Carrie Tolstedt, the former head of Wells Fargo, who has made a fortune leading the bank’s efforts to aggressively sell multiple accounts to each of its millions of customers, avoided serving prison time. She pleaded guilty to an obstruction charge related to the bank’s sweeping fake accounts scandal, and she’s made a fortune on it. Tolstedt’s practices are hardly a secret since she has been doing it for years.
Carrie Tolstedt was sentenced to three years of probation including six months of home confinement by U.S. District Judge Josephine Staton in Los Angeles. She will also pay a $100,000 fine and serve 120 hours of community service.
Tolstedt, 63, pleaded guilty in March to obstructing a government probe into misconduct at San Francisco-based Wells Fargo’s retail and small business lending business, which she led from 2007 to 2016.

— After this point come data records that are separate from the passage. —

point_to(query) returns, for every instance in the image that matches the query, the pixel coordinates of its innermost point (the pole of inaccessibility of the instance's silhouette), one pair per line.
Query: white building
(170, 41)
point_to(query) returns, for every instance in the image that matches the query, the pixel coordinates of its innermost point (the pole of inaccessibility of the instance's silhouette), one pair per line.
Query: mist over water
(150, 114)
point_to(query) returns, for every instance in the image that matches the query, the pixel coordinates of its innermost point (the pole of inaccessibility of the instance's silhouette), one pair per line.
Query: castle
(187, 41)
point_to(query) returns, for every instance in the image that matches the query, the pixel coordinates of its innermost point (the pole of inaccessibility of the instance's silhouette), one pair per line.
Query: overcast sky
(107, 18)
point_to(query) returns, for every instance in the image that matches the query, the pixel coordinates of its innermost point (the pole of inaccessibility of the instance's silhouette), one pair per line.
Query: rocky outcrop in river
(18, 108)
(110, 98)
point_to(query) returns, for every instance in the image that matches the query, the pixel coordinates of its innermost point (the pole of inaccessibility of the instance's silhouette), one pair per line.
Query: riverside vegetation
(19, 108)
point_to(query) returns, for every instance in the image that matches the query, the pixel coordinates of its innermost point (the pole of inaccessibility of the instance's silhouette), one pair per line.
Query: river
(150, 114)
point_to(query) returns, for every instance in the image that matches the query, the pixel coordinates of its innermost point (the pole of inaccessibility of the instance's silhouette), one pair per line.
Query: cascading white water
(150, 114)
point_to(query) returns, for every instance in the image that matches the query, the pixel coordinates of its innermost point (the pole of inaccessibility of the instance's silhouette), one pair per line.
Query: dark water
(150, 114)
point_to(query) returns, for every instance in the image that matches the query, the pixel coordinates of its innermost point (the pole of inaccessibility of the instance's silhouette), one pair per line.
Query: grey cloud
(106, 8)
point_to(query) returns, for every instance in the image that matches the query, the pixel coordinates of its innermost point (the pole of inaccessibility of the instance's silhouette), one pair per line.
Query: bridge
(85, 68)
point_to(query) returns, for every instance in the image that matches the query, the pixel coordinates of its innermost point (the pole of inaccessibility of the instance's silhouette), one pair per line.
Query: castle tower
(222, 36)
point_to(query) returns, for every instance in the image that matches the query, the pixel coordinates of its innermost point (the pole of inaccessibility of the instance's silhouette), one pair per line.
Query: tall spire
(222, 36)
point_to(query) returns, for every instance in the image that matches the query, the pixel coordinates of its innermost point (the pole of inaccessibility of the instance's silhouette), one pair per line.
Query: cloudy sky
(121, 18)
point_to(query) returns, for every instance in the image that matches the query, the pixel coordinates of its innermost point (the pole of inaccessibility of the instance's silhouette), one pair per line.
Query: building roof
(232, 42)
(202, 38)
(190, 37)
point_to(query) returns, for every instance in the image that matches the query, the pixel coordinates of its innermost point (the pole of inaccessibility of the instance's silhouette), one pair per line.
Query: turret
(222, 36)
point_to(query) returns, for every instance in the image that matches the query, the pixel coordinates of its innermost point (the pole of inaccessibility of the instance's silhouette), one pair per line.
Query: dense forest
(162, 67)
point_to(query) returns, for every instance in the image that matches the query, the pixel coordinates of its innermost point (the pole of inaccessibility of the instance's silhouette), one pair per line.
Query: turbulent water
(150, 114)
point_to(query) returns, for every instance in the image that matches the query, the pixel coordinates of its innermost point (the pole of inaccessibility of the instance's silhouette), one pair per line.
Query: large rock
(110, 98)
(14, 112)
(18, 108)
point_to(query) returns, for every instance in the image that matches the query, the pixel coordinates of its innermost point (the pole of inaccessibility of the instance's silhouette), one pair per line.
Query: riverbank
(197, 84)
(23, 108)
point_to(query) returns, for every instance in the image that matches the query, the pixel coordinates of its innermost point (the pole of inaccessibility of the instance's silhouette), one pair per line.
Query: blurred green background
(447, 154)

She is the only top executive to face criminal charges over revelations starting in 2016 about Wells Fargo’s sales culture, where employees opened millions of accounts and sold products that customers did not want in order to meet unrealistic sales goals.
Tolstedt is also the rare top executive at a major U.S. bank to have faced potential time behind bars. None went to prison as a result of the 2008 global financial crisis.
Prosecutors had sought a one-year prison term. The actual sentence mirrored Tolstedt’s request, and she accepted “full responsibility” for her crime.
“She made a personal decision to retire after 27 years with the company,” a spokesman said amid the scandal in 2016 while she was expecting a $124 million payday. Banksters gonna bank.